Supreme Court of Canada in The Amending Formula

There is an ongoing debate among legal scholars as to whether the Supreme Court of Canada is entrenched in the Constitution of Canada. The Supreme Court of Canada was not created by the constitution, rather the power to create a "Court of General Appeal for Canada" was granted to Parliament by s. 101 of the British North America Act, 1867. Parliament proceeded to create the Supreme Court of Canada under the authority of s. 101 in 1875 by passing the Supreme Court Act, which was an ordinary piece of legislation with no constitutional significance at the time.

The Supreme Court of Canada was mentioned for the first time in a constitutional document by the Constitution Act, 1982. The Supreme Court is referred to twice. First, s. 41 lists several amendments to the Constitution of Canada requiring unanimous consent. S. 41(d) includes the "composition of the Supreme Court of Canada" in this list. Second, s. 42(1) lists several amendments to the Constitution of Canada requiring the general amendment procedure. S. 42(1)(d) includes "subject to s. 41(d), the Supreme Court of Canada" in this list.

Sections 41 and 42 of the Constitution Act, 1982 would appear to include the Supreme Court of Canada in the Constitution of Canada. However, this conclusion is questionable because the "Constitution of Canada" is expressly defined in s. 52(2). S. 52(2) lists thirty instruments that comprise the Constitution of Canada but it does not include the Supreme Court Act.

Some scholars, including Peter Hogg, have suggested that references to the Supreme Court of Canada in sections 41 and 42 are ineffective. They argue that these references are 'anticipatory' and will only become effective if Parliament adds the Supreme Court Act to the list in s. 52(2).

Others scholars, including Professor Cheffins, have argued that the Supreme Court Act is implied as entrenched into s. 52(2) because of sections 41 and 42. S. 52(2) uses the words "includes..." to define the Constitution of Canada, suggesting that the provision does not contain an exhaustive list.

The Supreme Court itself has confirmed in New Brunswick Broadcasting Co. v. Nova Scotia (Speaker of the House of Assembly), 1 S.C.R. 319 that s. 52(2) is not exhaustive but has not yet ruled on whether the Supreme Court Act itself is included.

This issue has important implications for judicial selection in Canada. S. 4(2) of the Supreme Court Act specifies that the Governor in Council (federal cabinet) has the power to appoint judges to the Supreme Court. Prime Minister Harper has announced that a new reformed selection process will be developed. If the new process will bind the federal government, it would necessarily involve an amendment to s. 4(2) of the Supreme Court Act. If the Act is constitutionalized, this would require a constitutional amendment under the general amendment procedure -- a significant hurdle requiring provincial cooperation. If the Act is not constitutionalized, Parliament could simply amend the legislation by a majority vote.
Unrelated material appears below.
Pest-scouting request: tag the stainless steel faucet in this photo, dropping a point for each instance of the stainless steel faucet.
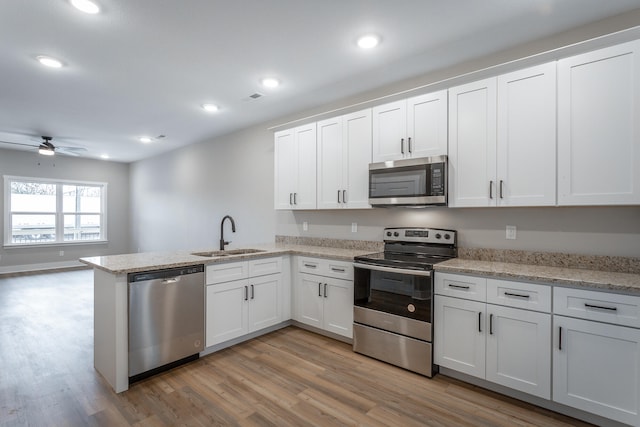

This issue arose again in connection with private member's Bill C-232, passed by the House of Commons in March, 2010. The bill would have amended the Supreme Court Act to require all future appointees to the court to be able to understand both French and English without the assistance of an interpreter. If the Supreme Court Act is considered part of the constitution, these changes would have required a constitutional amendment but Bill C-323 died on the table when parliament was dissolved for the May election.